Custas pela requerida (art. 527.º, n.º 2, do Código de Processo Civil).
Notifique.

Évora, 8 de fevereiro de 2024
Emília Ramos Costa (relatora)
Mário Branco Coelho
Paula do Paço

[1] Relatora: Emília Ramos Costa; 1.º Adjunto: Mário Branco Coelho; 2.ª Adjunta: Paula do Paço.
[2] Veja-se o acórdão do TRL, proferido em 29-09-2021, no âmbito do processo n.º 2935/21.8T8LRS.L1-4, consultável em www.dgsi.pt.

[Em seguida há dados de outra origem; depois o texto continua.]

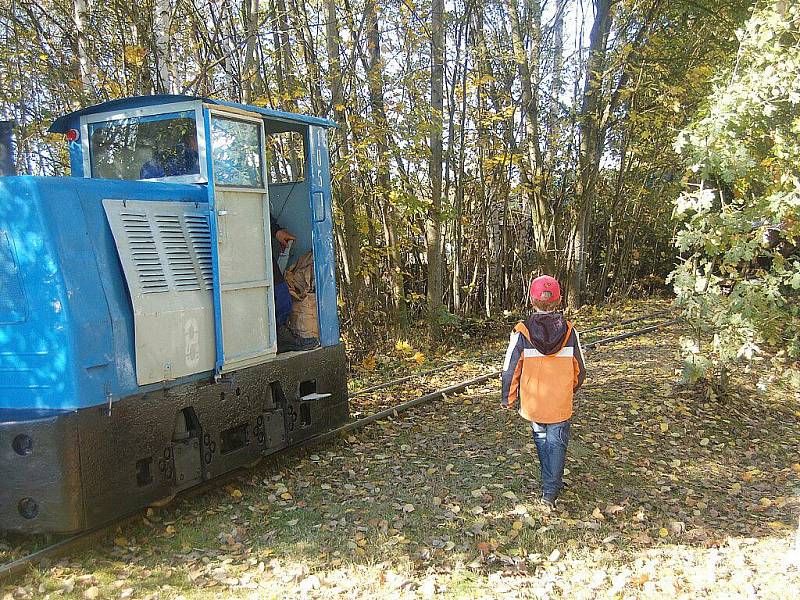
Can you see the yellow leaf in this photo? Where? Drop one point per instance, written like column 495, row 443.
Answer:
column 403, row 347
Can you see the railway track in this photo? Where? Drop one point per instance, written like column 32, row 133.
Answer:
column 63, row 547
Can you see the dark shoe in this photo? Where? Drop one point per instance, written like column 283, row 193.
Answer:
column 549, row 500
column 289, row 342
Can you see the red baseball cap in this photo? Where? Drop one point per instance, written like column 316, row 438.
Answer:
column 545, row 283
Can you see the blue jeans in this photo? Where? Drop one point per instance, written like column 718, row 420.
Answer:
column 551, row 445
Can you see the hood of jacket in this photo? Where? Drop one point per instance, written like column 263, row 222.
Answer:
column 546, row 331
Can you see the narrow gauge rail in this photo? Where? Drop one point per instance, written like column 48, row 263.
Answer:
column 19, row 566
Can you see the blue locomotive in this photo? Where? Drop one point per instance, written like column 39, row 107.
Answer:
column 138, row 337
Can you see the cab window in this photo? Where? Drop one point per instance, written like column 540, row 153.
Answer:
column 157, row 147
column 236, row 152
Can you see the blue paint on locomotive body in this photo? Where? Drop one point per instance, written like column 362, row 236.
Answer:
column 74, row 347
column 66, row 318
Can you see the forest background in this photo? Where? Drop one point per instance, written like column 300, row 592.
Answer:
column 480, row 142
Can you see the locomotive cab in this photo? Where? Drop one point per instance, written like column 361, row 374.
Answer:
column 139, row 351
column 252, row 166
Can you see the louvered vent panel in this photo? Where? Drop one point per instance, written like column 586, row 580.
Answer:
column 164, row 246
column 177, row 251
column 144, row 252
column 200, row 236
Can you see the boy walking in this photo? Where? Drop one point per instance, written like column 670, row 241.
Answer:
column 544, row 368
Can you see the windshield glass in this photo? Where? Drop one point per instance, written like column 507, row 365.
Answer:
column 146, row 147
column 236, row 150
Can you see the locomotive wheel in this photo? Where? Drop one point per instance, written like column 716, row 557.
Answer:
column 163, row 502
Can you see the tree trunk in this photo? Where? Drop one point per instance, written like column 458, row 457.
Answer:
column 383, row 180
column 433, row 229
column 161, row 24
column 81, row 15
column 250, row 72
column 530, row 113
column 591, row 145
column 346, row 196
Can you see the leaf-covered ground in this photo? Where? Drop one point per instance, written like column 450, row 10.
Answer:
column 669, row 495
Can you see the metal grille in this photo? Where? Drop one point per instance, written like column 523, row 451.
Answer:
column 200, row 236
column 176, row 248
column 144, row 252
column 13, row 308
column 169, row 250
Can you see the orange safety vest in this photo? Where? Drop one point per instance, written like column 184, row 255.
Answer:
column 544, row 383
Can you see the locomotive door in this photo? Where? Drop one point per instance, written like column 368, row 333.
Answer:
column 244, row 305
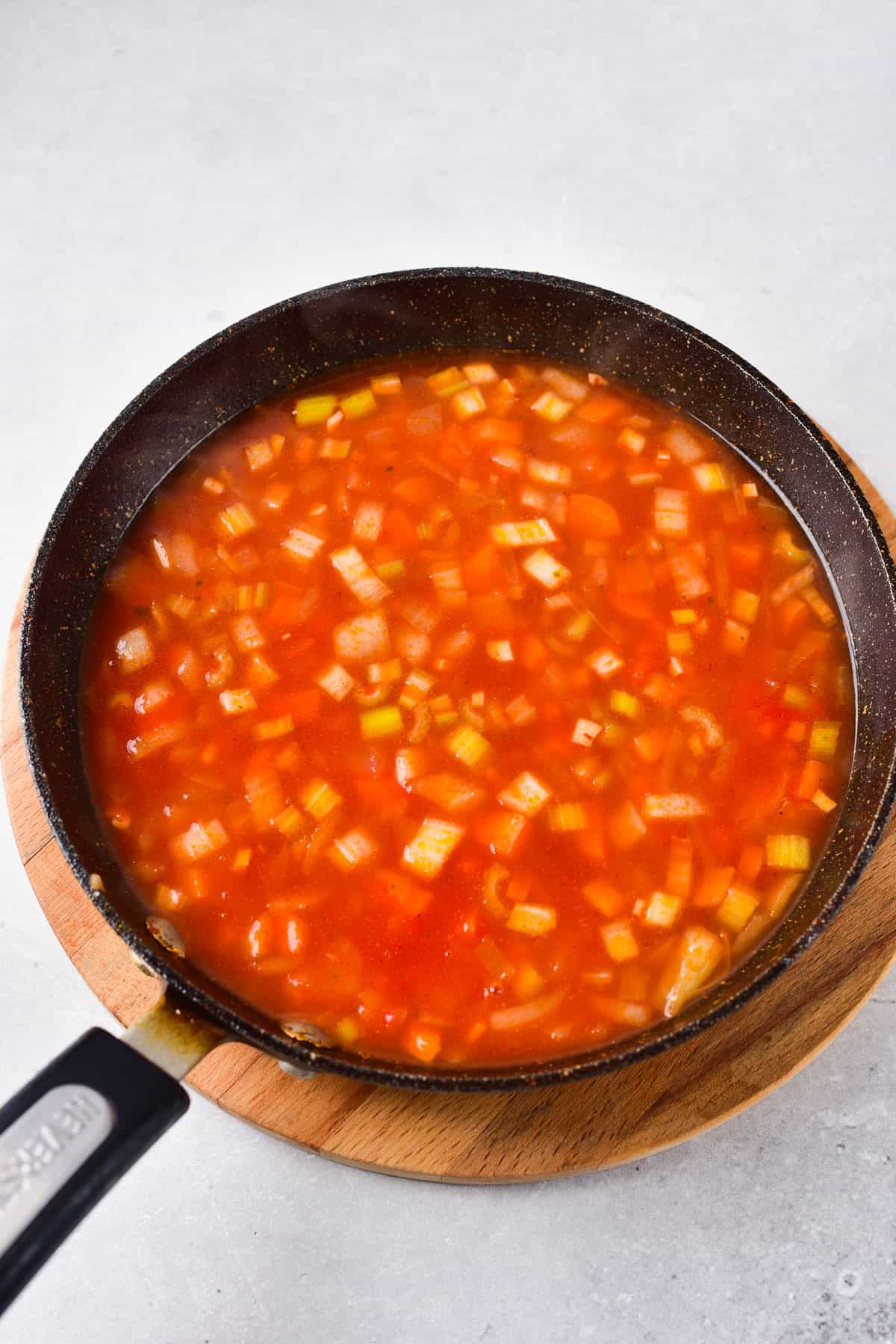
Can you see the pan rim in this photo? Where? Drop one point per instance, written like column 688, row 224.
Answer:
column 500, row 1078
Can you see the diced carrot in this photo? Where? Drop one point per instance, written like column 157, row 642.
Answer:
column 593, row 517
column 398, row 531
column 812, row 777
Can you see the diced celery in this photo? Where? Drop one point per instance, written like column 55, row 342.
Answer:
column 358, row 576
column 550, row 473
column 351, row 850
column 134, row 650
column 501, row 651
column 432, row 847
column 526, row 793
column 302, row 544
column 662, row 910
column 605, row 663
column 363, row 638
column 200, row 840
column 467, row 402
column 585, row 732
column 546, row 570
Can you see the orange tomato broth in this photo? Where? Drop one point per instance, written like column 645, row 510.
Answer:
column 470, row 714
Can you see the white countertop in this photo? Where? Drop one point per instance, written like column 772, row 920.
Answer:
column 167, row 168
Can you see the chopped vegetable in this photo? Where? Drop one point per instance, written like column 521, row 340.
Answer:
column 359, row 577
column 788, row 853
column 237, row 702
column 546, row 570
column 534, row 921
column 467, row 745
column 432, row 847
column 527, row 532
column 314, row 410
column 822, row 739
column 382, row 724
column 526, row 794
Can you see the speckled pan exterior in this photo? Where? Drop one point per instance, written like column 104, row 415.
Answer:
column 422, row 311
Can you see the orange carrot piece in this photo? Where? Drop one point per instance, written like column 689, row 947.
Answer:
column 593, row 517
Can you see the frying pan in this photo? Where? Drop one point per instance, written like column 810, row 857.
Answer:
column 81, row 1122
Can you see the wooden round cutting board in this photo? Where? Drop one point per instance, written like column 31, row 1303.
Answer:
column 499, row 1136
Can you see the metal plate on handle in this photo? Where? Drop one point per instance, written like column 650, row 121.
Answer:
column 43, row 1148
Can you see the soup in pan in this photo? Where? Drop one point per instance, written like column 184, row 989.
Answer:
column 470, row 712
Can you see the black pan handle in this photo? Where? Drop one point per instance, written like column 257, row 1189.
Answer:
column 67, row 1137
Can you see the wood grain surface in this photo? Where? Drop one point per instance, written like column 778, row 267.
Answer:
column 494, row 1137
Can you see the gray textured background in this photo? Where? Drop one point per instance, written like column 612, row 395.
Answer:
column 167, row 168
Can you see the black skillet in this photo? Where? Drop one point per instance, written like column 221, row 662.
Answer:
column 73, row 1130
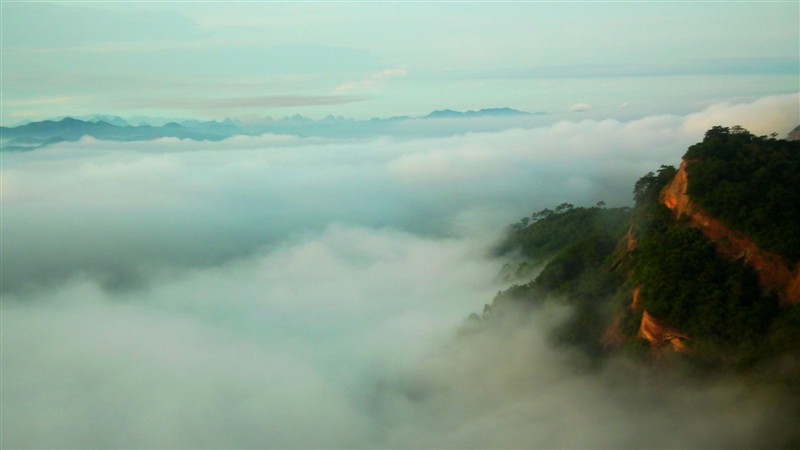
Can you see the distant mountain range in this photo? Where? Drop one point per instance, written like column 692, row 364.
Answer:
column 36, row 135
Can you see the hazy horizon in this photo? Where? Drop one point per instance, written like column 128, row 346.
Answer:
column 212, row 61
column 281, row 291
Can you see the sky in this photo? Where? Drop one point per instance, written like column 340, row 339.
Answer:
column 213, row 60
column 279, row 291
column 286, row 292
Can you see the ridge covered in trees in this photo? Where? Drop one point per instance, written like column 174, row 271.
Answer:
column 594, row 259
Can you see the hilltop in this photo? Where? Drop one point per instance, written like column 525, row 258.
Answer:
column 704, row 268
column 35, row 135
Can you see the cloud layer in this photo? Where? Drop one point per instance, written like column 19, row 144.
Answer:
column 283, row 292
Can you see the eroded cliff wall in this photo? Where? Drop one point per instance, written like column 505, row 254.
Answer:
column 774, row 274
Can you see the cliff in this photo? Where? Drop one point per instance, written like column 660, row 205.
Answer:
column 658, row 333
column 774, row 273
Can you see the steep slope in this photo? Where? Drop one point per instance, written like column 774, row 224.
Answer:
column 679, row 278
column 774, row 273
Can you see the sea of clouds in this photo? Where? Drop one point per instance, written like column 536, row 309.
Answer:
column 278, row 291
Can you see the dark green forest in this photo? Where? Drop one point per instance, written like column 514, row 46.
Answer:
column 592, row 258
column 750, row 183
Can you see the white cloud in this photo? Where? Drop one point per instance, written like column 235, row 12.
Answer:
column 580, row 107
column 242, row 293
column 370, row 81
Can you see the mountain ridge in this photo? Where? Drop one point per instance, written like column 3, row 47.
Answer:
column 34, row 135
column 677, row 279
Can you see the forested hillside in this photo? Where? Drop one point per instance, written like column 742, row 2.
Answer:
column 632, row 274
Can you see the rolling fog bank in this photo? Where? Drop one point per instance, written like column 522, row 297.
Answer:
column 277, row 291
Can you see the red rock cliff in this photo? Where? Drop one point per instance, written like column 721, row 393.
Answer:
column 774, row 273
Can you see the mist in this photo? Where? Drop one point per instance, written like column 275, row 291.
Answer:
column 279, row 291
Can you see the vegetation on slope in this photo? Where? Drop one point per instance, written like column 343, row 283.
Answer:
column 683, row 280
column 751, row 184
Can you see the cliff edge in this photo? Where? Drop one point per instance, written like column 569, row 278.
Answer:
column 774, row 273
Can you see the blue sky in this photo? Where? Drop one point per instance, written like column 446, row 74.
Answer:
column 236, row 59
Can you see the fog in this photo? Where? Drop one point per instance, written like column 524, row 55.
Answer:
column 277, row 291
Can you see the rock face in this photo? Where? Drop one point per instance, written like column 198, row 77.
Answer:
column 657, row 333
column 774, row 274
column 794, row 135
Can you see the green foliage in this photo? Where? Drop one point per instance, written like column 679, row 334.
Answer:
column 647, row 189
column 750, row 183
column 546, row 232
column 687, row 284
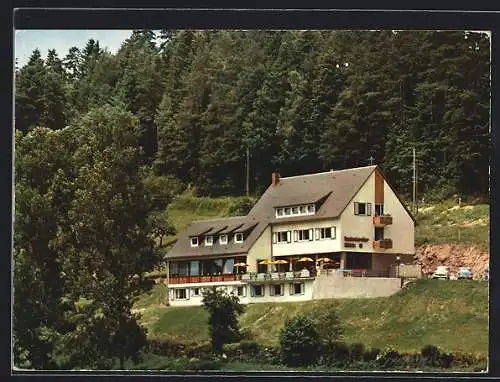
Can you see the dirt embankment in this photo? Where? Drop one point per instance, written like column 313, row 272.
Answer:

[3] Apreciado em termos objetivos.
[4] Doravante CRP.
[5] No mesmo sentido de que não se trata de um horário fixo, designadamente os acórdãos do STJ proferido em 12-10-2022 no âmbito do processo n.º 423/20.9T8BRR.L1.S1; do STJ proferido em 22-06-2022 no âmbito do processo n.º 3425/19.4T8VLG.P1.S2; do STJ proferido em 28-10-2020 no âmbito do processo n.º 3582/19.0T8LSB.L1.S1; do TRP proferido em 02-03-2017 no âmbito do processo n.º 2608/16.3T8MTS.P1; e do TRP proferido em 03-10-2022 no âmbito do processo n.º 8273/22.1T8PRT.P1; todos consultáveis em www.dgsi.pt.
[6] Art. 68.º, n.º 1, da CRP.
[7] No âmbito do processo n.º 1267/18.3T8PTM.E1, não publicado.
[8] Vide acórdãos do TRP proferidos em 23-01-2023 no âmbito do processo n.º 2649/22.1T8MAI-A.P1; em 02-03-2017 no âmbito do processo n.º 2608/16.3T8MTS.P1; e em 03-10-2022 no âmbito do processo n.º 8273/22.1T8PRT.P1; todos consultáveis em www.dgsi.pt.
[9] Cfr. acórdão do TRP proferido em 23-03-2020 no âmbito do processo n.º 2568/19.9STS.P1.A, consultável em www.dgsi.pt.
[10] Edição Vida Económica, p. 130.
[11] Acórdão do TRC proferido em 12-09-2017 no âmbito do processo n.º 157/16.9T8LSA.C1, consultável em www.dgsi.pt.
[12] Acórdão deste tribunal proferido em 12-01-2023 no âmbito do processo n.º 2298/22.4T8PTM.E1, consultável em www.dgsi.pt.